Still, Bun B says, "It made people really take stock in their behavior. Including myself — I won't lie. think what people realized is that even though DJ Screw had passed, this city has its own sound." - Bun B

By the time DJ Screw had passed away, the entire screwed and chopped style had begun to infiltrate the rest of the South: The sound could be heard on mixtapes in Atlanta, New Orleans and Miami. Groups like Three 6 Mafia in Memphis, Tennessee, were having their albums screwed and chopped; in 2000, they would have a minor hit with a song called "Sippin' on Some Syrup" that extolled the virtue of both drank and screwed music.

After Screw's death, the sound seemed to take off, as if in homage to his memory. "I think what people realized is that even though DJ Screw had passed, what couldn't be denied was the fact that this city has a personality; this city has its own sound," says Bun B. Soon, the sound cultivated a community of syrupy stars, rappers like Slim Thug, whose first three albums were released as screwed and chopped CDs. (Slim's oft-postponed major-label debut, Already Platinum, is now due in July.)

In 2003, David Banner took the Houston sound mainstream by becoming the first artist to release a screwed and chopped version of an album (his major-label debut, Mississippi: The Album) on a major label, just months after the regular version was released in stores.

"I'm from Mississippi, we're just around the way from Texas," says Banner. "But I always want people to know that this came from Texas. You have to give props due to DJ Screw and Texas. I just want people to know it's part of Texas culture."

Banner hired Watts to do the remix, since Watts became the preeminent ambassador of the screwed and chopped sound after DJ Screw's death. Mississippi: The Screwed and Chopped Album would sell roughly 50,000 copies throughout the South, as well as less likely places such as St. Louis, Philadelphia and Washington, D.C. Soon, Banner's label, Universal Records, would issue screwed and chopped remix versions of albums from their entire roster of Southern rap artists, including the Cash Money Records crew.
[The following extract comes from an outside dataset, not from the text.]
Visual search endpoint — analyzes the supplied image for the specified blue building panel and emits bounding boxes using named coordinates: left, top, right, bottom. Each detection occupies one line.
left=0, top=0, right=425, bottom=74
Recently, artists like T.I., UGK and Mystikal released official screwed and chopped remixes of their albums, opening up an entirely new fanbase outside of H-Town.

"Our sales [on screwed and chopped CDs] grow by the month. We can't keep anything in stock," says Danny Blaq, who runs Baylo Entertainment, a national hip-hop CD distributor. "Wisconsin, Seattle, Illinois, even international. We sell to a lot of guys in the military."

The slowed-down sound of screwed and chopped has also started to ooze into the mainstream. The lethargic pace of "Still Tippin' " — which borrows its hook from a Slim Thug screwed and chopped freestyle — belies the big beats of most other hip-hop, instead mimicking the slower rhythms often found in screwed remixes of hip-hop songs. Subsequent singles from Jones, Wall and the rest of Houston's new generation of rap stars follow a similar template.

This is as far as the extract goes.